The equation that gives the depth x in meters to which the ball is submerged underwater is given by
\[x^{3} - 0.165x^{2} + 3.993 \times 10^{- 4} = 0\]
Find the depth, \(x\), to which the ball is submerged underwater.
Figure A: Floating ball in water for Exercise 4.
(5). You have a spherical storage tank containing oil (Figure B). The tank has a diameter of 6 ft. You are asked to calculate the height, h, to which a dipstick 8 ft long would be wet with oil when immersed in the tank when it contains 4 \(\text{f}\text{t}^{3}\) of oil. The equation that gives the height, \(h\), of the liquid in the spherical tank for the above-given volume and radius is given by
\[f(h) = h^{3} - 9h^{2} + 3.8197 = 0\]
Find the height, \(h\), to which the dipstick is wet with oil.

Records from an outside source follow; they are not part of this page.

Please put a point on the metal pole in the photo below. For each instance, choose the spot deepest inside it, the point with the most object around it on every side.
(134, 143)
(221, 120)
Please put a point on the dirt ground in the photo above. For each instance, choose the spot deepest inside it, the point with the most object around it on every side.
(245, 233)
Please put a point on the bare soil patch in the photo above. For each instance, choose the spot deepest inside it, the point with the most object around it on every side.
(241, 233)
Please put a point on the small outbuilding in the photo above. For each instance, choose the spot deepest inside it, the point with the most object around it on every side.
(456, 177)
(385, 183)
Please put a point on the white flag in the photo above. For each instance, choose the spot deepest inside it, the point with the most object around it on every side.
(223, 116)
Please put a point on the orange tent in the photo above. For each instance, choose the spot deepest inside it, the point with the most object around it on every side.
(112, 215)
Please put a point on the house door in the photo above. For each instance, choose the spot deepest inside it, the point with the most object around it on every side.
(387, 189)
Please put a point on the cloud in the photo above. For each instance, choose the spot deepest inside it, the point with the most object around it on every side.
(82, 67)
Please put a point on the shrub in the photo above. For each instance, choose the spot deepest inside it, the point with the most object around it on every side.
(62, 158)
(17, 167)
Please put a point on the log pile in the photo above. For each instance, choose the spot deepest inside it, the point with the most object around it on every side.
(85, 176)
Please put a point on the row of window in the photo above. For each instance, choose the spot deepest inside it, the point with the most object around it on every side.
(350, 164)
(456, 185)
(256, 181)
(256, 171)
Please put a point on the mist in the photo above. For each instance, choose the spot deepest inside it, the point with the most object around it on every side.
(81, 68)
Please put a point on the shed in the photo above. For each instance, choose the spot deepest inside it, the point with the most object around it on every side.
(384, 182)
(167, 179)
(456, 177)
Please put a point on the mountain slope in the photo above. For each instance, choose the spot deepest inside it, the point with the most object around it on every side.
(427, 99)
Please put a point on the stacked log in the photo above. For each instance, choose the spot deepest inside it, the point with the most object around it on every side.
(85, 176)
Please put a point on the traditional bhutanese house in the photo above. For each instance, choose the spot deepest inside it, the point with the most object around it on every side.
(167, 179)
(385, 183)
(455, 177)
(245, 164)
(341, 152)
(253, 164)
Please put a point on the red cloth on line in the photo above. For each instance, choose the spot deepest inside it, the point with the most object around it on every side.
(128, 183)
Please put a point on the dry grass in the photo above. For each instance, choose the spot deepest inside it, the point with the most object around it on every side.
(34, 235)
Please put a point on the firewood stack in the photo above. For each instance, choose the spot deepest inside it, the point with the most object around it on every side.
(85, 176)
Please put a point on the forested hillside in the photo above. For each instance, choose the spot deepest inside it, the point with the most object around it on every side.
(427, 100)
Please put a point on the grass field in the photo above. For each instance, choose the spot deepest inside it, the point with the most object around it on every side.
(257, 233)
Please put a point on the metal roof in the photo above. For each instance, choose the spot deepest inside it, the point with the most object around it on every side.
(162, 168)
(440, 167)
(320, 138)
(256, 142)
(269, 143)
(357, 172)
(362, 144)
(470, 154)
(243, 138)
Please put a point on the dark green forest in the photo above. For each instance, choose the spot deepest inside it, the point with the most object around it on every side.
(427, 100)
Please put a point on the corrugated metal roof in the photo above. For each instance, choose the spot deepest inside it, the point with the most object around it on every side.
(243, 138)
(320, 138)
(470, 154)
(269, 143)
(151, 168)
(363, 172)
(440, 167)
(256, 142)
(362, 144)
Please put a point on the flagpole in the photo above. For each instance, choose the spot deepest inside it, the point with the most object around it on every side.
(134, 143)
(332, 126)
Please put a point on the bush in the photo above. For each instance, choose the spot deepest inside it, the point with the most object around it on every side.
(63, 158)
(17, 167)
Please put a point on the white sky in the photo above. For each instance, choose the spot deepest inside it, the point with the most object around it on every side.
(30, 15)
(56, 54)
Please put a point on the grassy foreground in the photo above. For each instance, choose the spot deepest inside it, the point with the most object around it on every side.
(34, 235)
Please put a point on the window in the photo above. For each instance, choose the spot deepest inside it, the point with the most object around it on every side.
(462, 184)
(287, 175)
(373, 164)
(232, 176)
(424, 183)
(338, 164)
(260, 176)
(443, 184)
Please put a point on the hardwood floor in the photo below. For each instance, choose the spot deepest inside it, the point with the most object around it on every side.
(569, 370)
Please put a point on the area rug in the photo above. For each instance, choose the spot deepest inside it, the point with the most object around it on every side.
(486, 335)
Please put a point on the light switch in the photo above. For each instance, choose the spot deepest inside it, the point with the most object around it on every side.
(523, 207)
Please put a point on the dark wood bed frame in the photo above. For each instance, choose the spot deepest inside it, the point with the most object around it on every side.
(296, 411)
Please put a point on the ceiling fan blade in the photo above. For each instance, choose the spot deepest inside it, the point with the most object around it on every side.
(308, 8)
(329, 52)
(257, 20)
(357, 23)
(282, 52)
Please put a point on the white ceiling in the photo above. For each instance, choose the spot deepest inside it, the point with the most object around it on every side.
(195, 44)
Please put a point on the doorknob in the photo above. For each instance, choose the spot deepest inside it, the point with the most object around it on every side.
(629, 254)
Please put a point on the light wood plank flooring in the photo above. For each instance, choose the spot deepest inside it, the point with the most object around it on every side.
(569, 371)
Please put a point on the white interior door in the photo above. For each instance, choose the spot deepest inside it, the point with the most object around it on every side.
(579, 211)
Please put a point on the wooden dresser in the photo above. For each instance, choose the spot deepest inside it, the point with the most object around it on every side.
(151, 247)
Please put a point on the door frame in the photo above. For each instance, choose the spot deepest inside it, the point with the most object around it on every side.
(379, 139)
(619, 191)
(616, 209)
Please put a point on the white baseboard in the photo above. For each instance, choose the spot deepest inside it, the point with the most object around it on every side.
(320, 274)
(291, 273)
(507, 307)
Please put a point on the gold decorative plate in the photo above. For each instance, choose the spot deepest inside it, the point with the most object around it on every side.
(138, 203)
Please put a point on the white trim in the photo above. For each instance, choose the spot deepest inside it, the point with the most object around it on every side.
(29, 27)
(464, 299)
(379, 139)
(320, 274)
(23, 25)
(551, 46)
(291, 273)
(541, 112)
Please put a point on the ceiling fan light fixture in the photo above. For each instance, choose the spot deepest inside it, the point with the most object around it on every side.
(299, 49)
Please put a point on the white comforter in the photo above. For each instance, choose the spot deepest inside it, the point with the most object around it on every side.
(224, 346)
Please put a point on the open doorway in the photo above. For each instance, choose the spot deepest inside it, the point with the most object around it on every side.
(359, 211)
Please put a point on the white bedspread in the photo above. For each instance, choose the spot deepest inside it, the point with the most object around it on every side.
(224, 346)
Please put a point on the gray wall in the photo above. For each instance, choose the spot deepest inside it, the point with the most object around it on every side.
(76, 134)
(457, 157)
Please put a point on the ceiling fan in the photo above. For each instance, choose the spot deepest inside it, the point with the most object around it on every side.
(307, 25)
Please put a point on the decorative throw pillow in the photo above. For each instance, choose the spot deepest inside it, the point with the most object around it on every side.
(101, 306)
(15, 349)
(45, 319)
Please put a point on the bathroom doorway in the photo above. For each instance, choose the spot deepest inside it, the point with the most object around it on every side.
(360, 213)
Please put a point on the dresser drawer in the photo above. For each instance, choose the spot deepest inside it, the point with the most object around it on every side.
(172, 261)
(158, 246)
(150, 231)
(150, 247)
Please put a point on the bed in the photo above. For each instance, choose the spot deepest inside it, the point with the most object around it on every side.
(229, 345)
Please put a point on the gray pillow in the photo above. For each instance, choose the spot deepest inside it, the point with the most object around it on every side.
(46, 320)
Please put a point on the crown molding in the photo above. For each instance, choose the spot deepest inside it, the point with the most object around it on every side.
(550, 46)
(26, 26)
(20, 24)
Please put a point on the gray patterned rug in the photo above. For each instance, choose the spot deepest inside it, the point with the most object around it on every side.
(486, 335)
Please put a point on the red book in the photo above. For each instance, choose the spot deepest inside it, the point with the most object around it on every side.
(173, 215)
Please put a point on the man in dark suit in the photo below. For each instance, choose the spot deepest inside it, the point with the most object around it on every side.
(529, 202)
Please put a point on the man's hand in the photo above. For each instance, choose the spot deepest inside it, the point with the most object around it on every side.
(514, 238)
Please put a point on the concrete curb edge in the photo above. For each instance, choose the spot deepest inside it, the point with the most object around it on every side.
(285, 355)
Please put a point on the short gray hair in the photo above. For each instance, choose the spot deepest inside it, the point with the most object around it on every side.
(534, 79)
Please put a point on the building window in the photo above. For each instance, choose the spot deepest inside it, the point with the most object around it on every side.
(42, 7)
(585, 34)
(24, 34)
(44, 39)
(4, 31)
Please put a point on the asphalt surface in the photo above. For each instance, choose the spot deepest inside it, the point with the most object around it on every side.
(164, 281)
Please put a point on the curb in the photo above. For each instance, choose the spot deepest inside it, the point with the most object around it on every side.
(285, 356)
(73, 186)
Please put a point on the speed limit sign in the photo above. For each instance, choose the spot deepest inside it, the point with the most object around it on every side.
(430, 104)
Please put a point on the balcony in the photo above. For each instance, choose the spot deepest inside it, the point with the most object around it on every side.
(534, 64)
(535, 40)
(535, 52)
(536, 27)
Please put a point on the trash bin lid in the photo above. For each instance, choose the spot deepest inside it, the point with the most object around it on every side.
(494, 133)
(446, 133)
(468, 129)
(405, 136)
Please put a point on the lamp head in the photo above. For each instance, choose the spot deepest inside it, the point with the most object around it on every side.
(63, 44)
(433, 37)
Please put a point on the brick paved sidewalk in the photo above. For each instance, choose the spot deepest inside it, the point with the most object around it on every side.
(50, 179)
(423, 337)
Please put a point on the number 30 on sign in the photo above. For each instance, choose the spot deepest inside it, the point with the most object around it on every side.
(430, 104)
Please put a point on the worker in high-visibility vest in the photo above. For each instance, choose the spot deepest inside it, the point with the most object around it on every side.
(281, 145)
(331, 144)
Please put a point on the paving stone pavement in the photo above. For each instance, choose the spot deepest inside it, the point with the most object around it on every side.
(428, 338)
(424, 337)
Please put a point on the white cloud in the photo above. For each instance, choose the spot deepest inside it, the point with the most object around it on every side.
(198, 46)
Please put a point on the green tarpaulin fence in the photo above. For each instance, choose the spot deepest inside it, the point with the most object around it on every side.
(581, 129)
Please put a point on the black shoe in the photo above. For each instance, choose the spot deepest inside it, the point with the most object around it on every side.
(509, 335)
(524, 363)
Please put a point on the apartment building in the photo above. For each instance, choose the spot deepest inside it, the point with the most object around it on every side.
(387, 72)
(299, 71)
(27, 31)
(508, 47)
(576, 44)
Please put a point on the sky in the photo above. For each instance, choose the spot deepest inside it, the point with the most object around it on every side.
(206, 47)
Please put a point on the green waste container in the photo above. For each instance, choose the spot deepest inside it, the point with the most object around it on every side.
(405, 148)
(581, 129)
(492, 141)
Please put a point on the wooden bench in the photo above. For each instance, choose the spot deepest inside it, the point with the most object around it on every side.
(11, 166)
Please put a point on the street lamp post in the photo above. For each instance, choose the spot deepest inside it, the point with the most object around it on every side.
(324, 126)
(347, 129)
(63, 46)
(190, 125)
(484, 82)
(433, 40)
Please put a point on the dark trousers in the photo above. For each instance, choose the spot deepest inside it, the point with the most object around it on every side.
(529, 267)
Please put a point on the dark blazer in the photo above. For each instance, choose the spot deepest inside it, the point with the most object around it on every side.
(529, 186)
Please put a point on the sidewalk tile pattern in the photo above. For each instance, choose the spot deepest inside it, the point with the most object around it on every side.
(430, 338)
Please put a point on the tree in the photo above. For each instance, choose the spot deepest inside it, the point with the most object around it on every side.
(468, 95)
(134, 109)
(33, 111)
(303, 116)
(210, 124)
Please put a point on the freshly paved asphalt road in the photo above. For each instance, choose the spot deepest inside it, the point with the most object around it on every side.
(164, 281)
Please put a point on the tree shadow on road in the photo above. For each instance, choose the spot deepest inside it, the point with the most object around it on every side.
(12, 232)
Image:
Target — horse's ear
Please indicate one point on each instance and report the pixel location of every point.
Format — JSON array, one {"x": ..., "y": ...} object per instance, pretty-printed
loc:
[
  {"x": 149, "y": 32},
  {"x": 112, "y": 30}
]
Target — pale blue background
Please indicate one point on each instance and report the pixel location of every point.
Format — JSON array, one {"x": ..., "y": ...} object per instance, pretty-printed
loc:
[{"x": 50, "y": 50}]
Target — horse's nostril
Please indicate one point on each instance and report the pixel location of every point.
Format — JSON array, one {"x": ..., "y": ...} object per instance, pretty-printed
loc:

Figure B: Dipstick inside spherical tank which contains some oil. Used in Exercise 5.
(6). You are making a cool bookshelf to carry your interesting books that range from \(8\frac12\)” to 11” in height. The bookshelf material is wood, which has a Young’s Modulus of \(3.667 \text{ Msi}\), length (L) of 29”, a thickness of 3/8”, and width of 12”. You want to find the maximum vertical deflection of the bookshelf. The vertical deflection of the shelf is given by \[v(x) = 0.42493\ \times \text{ 1}\text{0}^{- 4}x^{3} - 0.13533 \times \text{ 1}\text{0}^{- 8}x^{5} - 0.66722\ \times \text{ 1}\text{0}^{- 6}x^{4} - 0.018507x\]
where \(x\) is the position along the length of the beam (Figure C). To find the maximum deflection we need to find where
\[f(x) = \frac{dv}{dx} = 0\]
and conduct the second derivative test. The equation that gives the position,\(x\), where the deflection is extreme (minimum or maximum) is given by \[- 0.67665\ \times \text{ 1}\text{0}^{- 8}x^{4} - 0.26689\ \times \text{ 1}\text{0}^{- 5}x^{3} + 0.12748\ \times \text{ 1}\text{0}^{- 3}x^{2} - 0.018507 = 0\]
(a) Plot the deflection of the beam, \(v(x)\), for values of x from 0 to L.
(b) Find the position \(x\) where the deflection is maximum.
(c) Find the value of the maximum deflection.
Figure C: Schematic of
bookshelf used in Exercise 6.
(d) A trunnion has to be cooled from a temperature of \(80{^\circ}F\)before it is shrink-fitted into a steel hub (See Figure D on the next page). The equation that gives the temperature, \(T_{f}\), to which the trunnion has to be cooled to obtain the desired contraction is given by
\[{f(T_{f}) = - 0.50598\ \times \text{ 1}\text{0}^{- \text{10}}T_{f}^{3} + 0.38292\ \times \text{ 1}\text{0}^{- 7}T_{f}^{2} + }{0.74363\ \times \text{ 1}\text{0}^{- 4}T_{f} + 0.88318\ \times \text{ 1}\text{0}^{- 2} = 0}\]
Find the roots of the equation to find the temperature, \(T_{f}\), to which the trunnion has to be cooled. Choose the physically acceptable root of the equation.
Figure D: Trunnion and hub shown prior to shrink fitting for Exercise 7.